What is the VMkernel?

The VMkernel is the operating system core of ESX/ESXi. The kernel handles resource scheduling and device IO. Device IO is handled by the VMware network and storage stacks, which serves as a layer between the virtual file system, network devices and the device drivers that control physical devices.

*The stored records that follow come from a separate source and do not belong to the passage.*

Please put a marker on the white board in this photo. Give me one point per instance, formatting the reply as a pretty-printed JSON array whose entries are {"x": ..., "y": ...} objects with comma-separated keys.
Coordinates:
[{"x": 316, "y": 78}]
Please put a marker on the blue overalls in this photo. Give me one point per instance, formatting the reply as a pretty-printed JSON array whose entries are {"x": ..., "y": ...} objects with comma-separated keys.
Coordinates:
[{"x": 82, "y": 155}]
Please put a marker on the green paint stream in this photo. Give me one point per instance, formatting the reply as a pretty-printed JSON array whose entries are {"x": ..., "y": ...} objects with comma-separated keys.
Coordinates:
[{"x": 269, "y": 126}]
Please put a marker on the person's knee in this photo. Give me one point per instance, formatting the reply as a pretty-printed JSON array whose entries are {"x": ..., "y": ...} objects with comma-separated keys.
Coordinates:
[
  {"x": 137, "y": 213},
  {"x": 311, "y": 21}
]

Interpreting the purple diagnostic screen:

  • 1st line will show the ESXi version alongwith Build Number. This is required to correctly identify cause.
  • 2nd line will show error message. In this case error message is:

CPU 52 / World 68776 tried to re-acquire lock

  • Next is CPU registers which are values present in physical CPU when error occurred.
  • PCPU in case of ESXi 6.5 and *<n> where n = 0,1,2.. will identify the physical CPU of ESXi host which was running the instruction during the error occurred.
  • VMK Uptime will show uptime of host. It can be in starting or at the end of trace. This section indicates how long a server is running since the last boot. In this example, the ESX host was running for 7 days, 15 hours, 54 minutes and 58.089 seconds. In older ESXi, The TSC value is the number of CPU clock cycles that have elapsed since the server was started.
  • Error stack trace – The stack represents what the VMkernel was doing at the time of the error.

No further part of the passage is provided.